Western intelligence agencies believe Putin has assessed that the Russian project in separatist-held eastern Ukraine is in danger of being terminated once Ukraine builds up sufficient strength to retake the territories. It would be preferable to Putin for the Western powers to place restraints on Ukraine’s military freedom of action today than for Russia to do so by fighting a costly war, though Putin has signalled he is prepared to initiate conflict. It is unclear if Ukraine will agree to such terms under the already-restrictive and domestically unpopular Minsk II Protocol negotiated in 2015 by Putin and former Ukrainian president Petro Poroshenko to end the fighting in Donetsk and Luhansk.

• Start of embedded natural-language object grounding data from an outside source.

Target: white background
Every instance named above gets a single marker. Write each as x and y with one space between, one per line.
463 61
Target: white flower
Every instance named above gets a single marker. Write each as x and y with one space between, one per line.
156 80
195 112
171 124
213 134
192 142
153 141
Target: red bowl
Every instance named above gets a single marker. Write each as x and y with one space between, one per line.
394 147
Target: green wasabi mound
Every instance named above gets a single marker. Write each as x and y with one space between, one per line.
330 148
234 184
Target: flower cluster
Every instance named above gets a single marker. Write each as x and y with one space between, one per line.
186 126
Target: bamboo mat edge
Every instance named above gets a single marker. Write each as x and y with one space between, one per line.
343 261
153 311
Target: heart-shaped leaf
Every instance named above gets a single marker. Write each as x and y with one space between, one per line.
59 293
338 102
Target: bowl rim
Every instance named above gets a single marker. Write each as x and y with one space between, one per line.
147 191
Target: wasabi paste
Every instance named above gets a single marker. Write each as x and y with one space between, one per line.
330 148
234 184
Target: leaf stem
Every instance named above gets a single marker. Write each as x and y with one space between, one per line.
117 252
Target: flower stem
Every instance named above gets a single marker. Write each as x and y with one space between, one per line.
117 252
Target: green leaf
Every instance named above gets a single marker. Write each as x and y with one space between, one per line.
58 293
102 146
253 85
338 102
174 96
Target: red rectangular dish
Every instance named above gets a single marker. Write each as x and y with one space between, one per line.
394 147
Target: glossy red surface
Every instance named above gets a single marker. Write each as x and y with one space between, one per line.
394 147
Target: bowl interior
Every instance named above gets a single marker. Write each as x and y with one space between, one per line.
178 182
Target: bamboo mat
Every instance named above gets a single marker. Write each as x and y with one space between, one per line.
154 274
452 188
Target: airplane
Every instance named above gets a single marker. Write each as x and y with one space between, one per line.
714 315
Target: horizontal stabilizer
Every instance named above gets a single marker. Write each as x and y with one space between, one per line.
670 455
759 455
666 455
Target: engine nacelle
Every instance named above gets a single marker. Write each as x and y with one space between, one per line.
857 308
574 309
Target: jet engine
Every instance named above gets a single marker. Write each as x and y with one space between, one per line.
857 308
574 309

The Western powers are more likely to be able to dictate such terms to Kyiv, dependent on foreign military aid and economic loans as it is, though, than to credibly threaten Russia with sanctions at this time.
A series of peace talks between Russia and the West over the Russian military buildup around Ukraine have not resulted in any progress and the risk of a Russian invasion of Ukraine is high. Whether the Ukrainian crisis escalates or not depends on the response from Western leaders to Russian security proposals.